How to Support a Friend

We believe that students can and should be empowered and informed on how to address these topics when they arise within themselves and people they know; our How to Support a Friend resource series offers folx information on where resources are located on campus and within the larger city and county areas, as well as useful information on processing these situations. Please see the sections below for individual topics and the related links to resources. If you feel like your friend may be navigating any of these issues below, please do not hesitate to connect with us for support. 

Abusive Relationships

Relationship abuse is the use of intimidation and/or force by one person to maintain power over another. It can include any form of verbal, emotional, mental, physical spiritual and/or sexual abuse or violence, and can happen in all types of relationships. In an abusive relationship it is not unusual for the abuser to express remorse after a violent outburst and then ask for forgiveness, promising that “it will never happen again.” Unfortunately, it usually does, thus perpetuating a cycle of abuse.

Disordered Eating

Disordered eating can be characterized by extreme thoughts, emotions or attitudes about food, body size and/or shape. Often, it is a dangerous response to psychological and/or emotional stress in a person’s life or past experiences. The three most common types of eating disorders are anorexia nervosa, bulimia nervosa, and binge eating disorder. It is possible to suffer from more than one eating disorder at a time.

Low Self-Esteem

Self-esteem is related to your opinion of yourself. High self-esteem is a good opinion of yourself, and low self-esteem is a bad opinion of yourself. The causes of low self-esteem can be deeply rooted in a person’s past, sometimes stemming from childhood experiences. Low self-esteem can result from or contribute to other conditions including, but not limited to, abusive relationships, body image issues, eating disorders, depression, and anxiety.
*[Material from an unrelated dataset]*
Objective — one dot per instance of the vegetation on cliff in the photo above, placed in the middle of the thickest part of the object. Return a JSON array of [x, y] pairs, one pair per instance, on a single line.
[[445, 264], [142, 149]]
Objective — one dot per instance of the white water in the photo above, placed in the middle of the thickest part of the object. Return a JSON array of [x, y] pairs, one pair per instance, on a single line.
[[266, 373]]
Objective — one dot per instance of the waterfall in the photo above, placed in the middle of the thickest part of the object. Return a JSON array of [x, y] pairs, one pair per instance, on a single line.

Every individual has the fundamental right to make choices about their pregnancy. Anyone facing an unplanned pregnancy will need to make some of the most important decisions of their life. Your friend has the right to choose an option they feel is best for them at this time in their life. They may decide to carry the pregnancy to term, to keep the baby or place the child for adoption, or they may choose to have an abortion. As a friend, it is important that you respect your friend’s decisions, regardless of your own personal values or beliefs. After your friend has made a choice, you can continue to be supportive in the way you feel the most comfortable.

Facing Depression

Sadness is a proportional temporary reaction to a disappointment or loss. Depression is long lasting and characterized by hopelessness, loss of interest in pleasurable activities, and withdrawal from social connections. Depression can also have physical symptoms such as pain, changes in eating and sleeping patterns, and weight change. If you need a hard copy of the information and resources we provide on this topic, please come to the WRRC. 

Suicidal Thoughts

Not all thoughts of harming or ending one's life lead to suicide, but they should always be taken seriously. There is an increased risk of suicide for people with family history of suicide, violence, mental illness(es), and/or drug abuse. Some behaviors that indicate that somebody might be thinking about suicide include: significant sadness, expressions of hopelessness, self-destructive behaviors, withdrawal from others, seemingly sudden calm or happy after long struggle with sadness, and fixation with death. Someone considering suicide may give away valued objects to friends or compose a note. If you need a hard copy of the information and resources we provide on this topic, please come to the WRRC. 

Sexual Assault

Sexual assault is any unwanted, non-consensual sexual act in which a person is threatened, coerced or forced to comply against their will, or where a person is unable to give consent because they are a minor, unconscious, asleep or incapacitated due to drugs or alcohol. Sexual assault can include unwanted, non-consensual oral, anal or vaginal sexual intercourse, penetration with a foreign object (i.e. fingers, sex toys, etc.) or sexual battery (non-consensual touching of the breasts, buttocks or genitalia).

Sexual Harassment

Sexual harassment is any unwelcome sexual advance. This includes requests for sexual favors and other verbal, visual or physical conduct of a sexual nature that interferes with your work or education. It may also create an intimidating, hostile or offensive work or learning environment. Sexual harassment commonly occurs, but is infrequently discussed, as it often makes people feel uneasy. We hear people joke about it, but when it happens, it can cause emotional, psychological, physical and material harm. The specific impact varies from person to person. Remember, sexual harassment is against the law and university policy

Stalking Situations

Stalking is defined as unwanted pursuit. Many victims are stalked by current or former intimate partners such as dating partners, spouses, or cohabiting partners. What was viewed initially as positive and/or romantic attention, may turn into the repeated unwanted attention, harassment, and contact that characterizes stalking. However, it’s important to remember that a stalker can also be an acquaintance or someone you do not know.